Orthopedic sympathectomy performed by many surgeons involves removing most or all of the upper thoracic sympathetic nerve chain. This method also called a ganglionectomy and is not reversible. A common complication of this surgery is compensatory sweating in which patients experience new excess sweating elsewhere.
Minimally invasive sympathotomy.
In a sympathotomy, the surgeon disconnects two clusters of nerve cells or ganglions on the sympathetic nerve by the second rib thus blocking the nerve pathway that causes excessive sweating.
This surgery is for a bilateral hyperhidrosis and surgeons remove targeted sweat glands. The method requires small incisions to be made on the affected part and can be performed with local anesthesia. Many people report significant and permanent reduction in sweating.

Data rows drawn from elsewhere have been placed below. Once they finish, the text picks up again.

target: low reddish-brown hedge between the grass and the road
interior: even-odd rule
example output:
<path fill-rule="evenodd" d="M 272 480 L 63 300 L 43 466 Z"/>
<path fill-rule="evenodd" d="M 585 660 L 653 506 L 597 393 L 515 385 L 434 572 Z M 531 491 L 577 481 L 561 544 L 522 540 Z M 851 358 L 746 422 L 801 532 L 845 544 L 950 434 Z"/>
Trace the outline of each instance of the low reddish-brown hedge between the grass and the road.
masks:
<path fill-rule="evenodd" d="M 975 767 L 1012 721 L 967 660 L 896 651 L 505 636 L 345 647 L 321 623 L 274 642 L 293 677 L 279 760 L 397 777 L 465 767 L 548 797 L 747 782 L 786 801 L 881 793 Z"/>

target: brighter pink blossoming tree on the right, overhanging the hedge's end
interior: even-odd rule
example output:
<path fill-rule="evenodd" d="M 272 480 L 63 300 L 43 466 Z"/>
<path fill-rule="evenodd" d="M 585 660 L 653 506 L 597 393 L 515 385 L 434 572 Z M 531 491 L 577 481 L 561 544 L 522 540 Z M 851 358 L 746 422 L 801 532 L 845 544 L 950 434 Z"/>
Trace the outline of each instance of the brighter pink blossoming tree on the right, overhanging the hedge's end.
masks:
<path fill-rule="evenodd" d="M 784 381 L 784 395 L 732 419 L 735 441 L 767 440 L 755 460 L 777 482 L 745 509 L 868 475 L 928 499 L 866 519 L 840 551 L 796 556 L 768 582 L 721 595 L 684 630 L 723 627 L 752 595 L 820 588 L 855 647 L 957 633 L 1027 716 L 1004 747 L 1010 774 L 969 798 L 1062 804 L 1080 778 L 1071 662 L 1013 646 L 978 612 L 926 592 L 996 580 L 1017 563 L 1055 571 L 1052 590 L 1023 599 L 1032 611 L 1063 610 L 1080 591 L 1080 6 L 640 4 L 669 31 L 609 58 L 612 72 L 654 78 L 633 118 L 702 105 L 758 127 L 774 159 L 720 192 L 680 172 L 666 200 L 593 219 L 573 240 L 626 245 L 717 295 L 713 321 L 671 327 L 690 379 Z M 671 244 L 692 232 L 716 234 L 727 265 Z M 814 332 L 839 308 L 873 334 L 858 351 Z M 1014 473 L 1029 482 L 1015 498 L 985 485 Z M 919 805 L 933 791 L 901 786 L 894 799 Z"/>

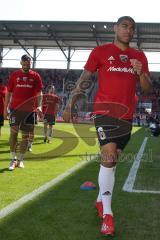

The surgeon makes two or three small cuts below the armpit. A miniature fiber optic camera is gently inserted to allow the surgeon to see the targeted nerves that stimulate the sweat glands. Small surgical instruments are then inserted through the other incisions to complete the procedure. This is performed by thoracic surgeons or neurosurgeons.
During the surgery, lungs are collapsed to allow enough room for the surgeon to work. When one side is completed, the surgeon performs an identical procedure on the opposite side. On completion of the surgery, the lung is re-expanded, and the incisions are closed.